The digital processor 16, in addition to executing instructions 14
may also control the operation of the computer 30.
[0041] The system 10 has access to a collection 34 of labeled
objects (instances) in a first (source) domain and a set 36 of
unlabeled objects in a target domain (or in some embodiments, to
feature-based representations of these objects), which may be
stored in local memory 12 and/or in accessible, remote memory. In
general, the collection 34 includes a large number of
manually-labeled objects, such as at least 500 or at least 1000
objects, while the set 36 of unlabeled objects may be smaller, such
as at least 50 or at least 100 objects, although not necessarily
so.
[0042] The illustrated instructions include a similarity
computation component 40, a representation generator 42, a
transformation component 44, a first classifier learning component
46, an ensemble learning component 48, and a prediction component
50. These components are best understood in connection with the
method described below.
[0043] Briefly, the similarity computation component 40 computes a
measure of similarity 60 between the source domain and the target
domain based on features of the objects in the two domains.

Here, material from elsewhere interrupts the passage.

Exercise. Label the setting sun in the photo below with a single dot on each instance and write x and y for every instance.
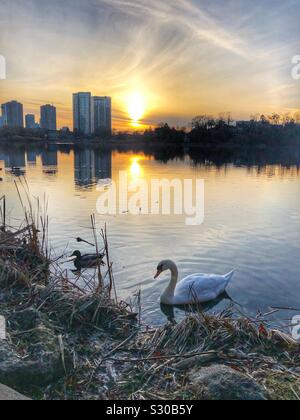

The
representation generator 42 generates features-based
multidimensional representations 62, 64 of the source and target
objects, respectively. In the case of documents as objects, for
example, the original representations of the source and target
domain objects can be bag-of-words (BOW)-based representations. In
the case of images, the representations may be based on descriptors
derived from features extracted from patches of the image, such as
a Fisher vector or a bag-of-visual-words (BOVW) representation.
[0044] The transformation component 44 learns a transformation
matrix 66 for projecting (sometimes referred to as embedding) each
of the representations 62 of a source object in the collection 34
into a different feature space whose features are predicted to
discriminate between labels in both domains, which may be analogous
to the SCL-based representations described above. The first
classifier learning component 46 learns a first classifier 68 on
representations 70 of labeled objects in the collection 34, which
have been transformed with the matrix 66, and their respective
labels. The ensemble learning component 48 iteratively learns a
second classifier 72, based on representations 74 of the target
objects transformed with the matrix 66 and respective
pseudo-labels. In the iterative learning, the prediction component
50 predicts the pseudo-labels for the target objects using a
classifier ensemble 80 which includes weights 82 for the first and
second classifiers 68, 72. The prediction component can be
subsequently used to predict a label 82 for an unlabeled object in
the source domain using the learned ensemble 80, based on its
representation 64.
[0045] The term "software," as used herein, is intended to
encompass any collection or set of instructions executable by a
computer or other digital system so as to configure the computer or
other digital system to perform the task that is the intent of the
software. The term "software" as used herein is intended to
encompass such instructions stored in storage medium such as RAM, a
hard disk, optical disk, or so forth, and is also intended to
encompass so-called "firmware" that is software stored on a ROM or
so forth. Such software may be organized in various ways, and may
include software components organized as libraries, Internet-based
programs stored on a remote server or so forth, source code,
interpretive code, object code, directly executable code, and so
forth. It is contemplated that the software may invoke system-level
code or calls to other software residing on a server or other
location to perform certain functions.
[0046] As will be appreciated, FIG. 1 is a high level functional
block diagram of only a portion of the components which are
incorporated into a computer system 10. Since the configuration and
operation of programmable computers are well known, they will not
be described further.
[0047] With reference to FIG. 2, a method for domain adaptation of
a classifier is shown. The method starts at S100.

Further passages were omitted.